The Royal College of Midwives (RCM), which analysed the latest Ucas data for England, said the biggest reduction was in those aged 21 or over.

In 2013, more than 12,000 people aged over 21 applied for a midwifery course in England, but by 2017 that figure had dropped to just 6,700 – a decrease of 45%.

The RCM said the abolition of the midwife bursary last August was to blame, although numbers have been falling steadily since 2013.

Professional policy adviser Gabrielle Bourke said the NHS in England is 3,500 midwives short of what is needed to deliver safe, high-quality care.

“This coupled with already younger midwives leaving the profession due to workforce pressures such as understaffing causing burnout, in addition to seven years of NHS pay restraint, have certainly been factors that have deterred students from applying for midwifery courses in England.

“It’s disappointing to see the drop in applications from those aged 21 and older.

“We know that many of those who have previously chosen careers in midwifery have been older students, often women with children inspired by the care they received while pregnant choosing to become midwives.

“Also, currently a large proportion of the midwifery student base hold other degrees or educational qualifications relevant to healthcare and these are the type of people the NHS so badly needs and we should be doing everything we can to attract and retain the brightest and best students to midwifery.”

She added that the RCM welcomes the recent announcement by Health and Social Secretary Jeremy Hunt to train more than 3,000 midwives over the next four years.
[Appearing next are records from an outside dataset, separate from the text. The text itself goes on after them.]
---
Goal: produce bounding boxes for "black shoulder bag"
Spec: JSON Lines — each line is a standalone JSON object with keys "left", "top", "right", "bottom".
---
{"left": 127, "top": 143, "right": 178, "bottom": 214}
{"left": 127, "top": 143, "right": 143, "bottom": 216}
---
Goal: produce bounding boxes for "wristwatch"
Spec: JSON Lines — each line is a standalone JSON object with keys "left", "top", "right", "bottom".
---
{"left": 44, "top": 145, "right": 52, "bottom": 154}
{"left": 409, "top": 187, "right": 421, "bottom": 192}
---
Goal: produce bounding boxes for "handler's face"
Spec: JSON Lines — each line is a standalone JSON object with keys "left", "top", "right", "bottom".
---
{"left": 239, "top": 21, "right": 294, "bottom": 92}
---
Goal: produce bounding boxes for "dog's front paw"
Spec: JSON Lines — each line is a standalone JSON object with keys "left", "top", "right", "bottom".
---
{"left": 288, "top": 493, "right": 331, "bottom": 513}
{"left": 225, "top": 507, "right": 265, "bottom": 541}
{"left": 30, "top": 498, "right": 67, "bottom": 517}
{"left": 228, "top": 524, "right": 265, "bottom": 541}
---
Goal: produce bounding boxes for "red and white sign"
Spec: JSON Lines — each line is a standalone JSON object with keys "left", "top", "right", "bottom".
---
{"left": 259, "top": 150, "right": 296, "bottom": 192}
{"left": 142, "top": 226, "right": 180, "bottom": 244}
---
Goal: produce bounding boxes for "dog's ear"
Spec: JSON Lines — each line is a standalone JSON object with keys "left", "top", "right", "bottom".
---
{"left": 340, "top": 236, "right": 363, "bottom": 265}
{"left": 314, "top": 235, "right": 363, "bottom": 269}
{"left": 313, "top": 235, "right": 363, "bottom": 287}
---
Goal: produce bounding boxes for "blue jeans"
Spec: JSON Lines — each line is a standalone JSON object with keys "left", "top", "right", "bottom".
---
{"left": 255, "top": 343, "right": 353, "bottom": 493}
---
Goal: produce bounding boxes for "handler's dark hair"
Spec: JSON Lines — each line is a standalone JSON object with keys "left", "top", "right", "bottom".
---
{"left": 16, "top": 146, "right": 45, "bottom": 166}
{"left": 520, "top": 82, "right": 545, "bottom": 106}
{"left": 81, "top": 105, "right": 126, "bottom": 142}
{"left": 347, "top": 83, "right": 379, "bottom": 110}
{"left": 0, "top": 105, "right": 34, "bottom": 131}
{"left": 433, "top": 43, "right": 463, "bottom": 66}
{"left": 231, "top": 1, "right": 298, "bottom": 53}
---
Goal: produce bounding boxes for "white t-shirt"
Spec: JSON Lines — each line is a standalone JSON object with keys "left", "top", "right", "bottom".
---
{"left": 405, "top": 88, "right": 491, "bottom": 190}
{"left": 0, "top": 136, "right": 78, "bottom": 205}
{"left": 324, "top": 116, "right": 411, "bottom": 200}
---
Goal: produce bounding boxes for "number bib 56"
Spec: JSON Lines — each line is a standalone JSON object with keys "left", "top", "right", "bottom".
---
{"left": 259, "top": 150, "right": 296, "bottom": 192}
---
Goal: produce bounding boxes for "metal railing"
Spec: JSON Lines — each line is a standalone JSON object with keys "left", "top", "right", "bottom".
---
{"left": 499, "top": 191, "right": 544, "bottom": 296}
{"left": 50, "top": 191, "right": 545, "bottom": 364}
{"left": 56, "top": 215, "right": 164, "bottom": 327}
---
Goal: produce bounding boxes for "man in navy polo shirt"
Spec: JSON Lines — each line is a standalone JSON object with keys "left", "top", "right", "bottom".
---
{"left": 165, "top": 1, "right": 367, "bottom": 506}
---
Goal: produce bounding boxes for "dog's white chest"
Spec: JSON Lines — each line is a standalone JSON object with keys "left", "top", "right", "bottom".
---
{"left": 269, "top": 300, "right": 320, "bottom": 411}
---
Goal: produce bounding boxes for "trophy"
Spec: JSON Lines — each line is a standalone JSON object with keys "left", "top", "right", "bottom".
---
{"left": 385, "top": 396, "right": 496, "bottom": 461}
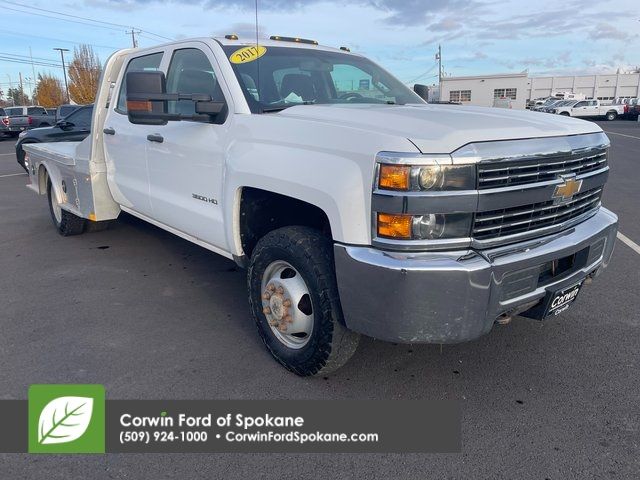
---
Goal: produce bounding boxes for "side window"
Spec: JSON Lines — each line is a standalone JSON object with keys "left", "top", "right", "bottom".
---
{"left": 67, "top": 107, "right": 94, "bottom": 127}
{"left": 574, "top": 101, "right": 586, "bottom": 108}
{"left": 27, "top": 107, "right": 46, "bottom": 115}
{"left": 116, "top": 52, "right": 163, "bottom": 113}
{"left": 165, "top": 48, "right": 226, "bottom": 117}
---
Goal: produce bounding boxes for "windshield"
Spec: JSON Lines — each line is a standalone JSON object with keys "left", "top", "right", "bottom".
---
{"left": 221, "top": 45, "right": 423, "bottom": 113}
A Department of Health and Social Care spokesperson said: “Our priority is getting more midwives working in our NHS, which is why we increased the number of midwifery training places available by 25%, allowing more people to study midwifery than ever before.

“Any decrease in the number of applications must be seen in the context of this significant increase in the number of places available – and places remain oversubscribed.”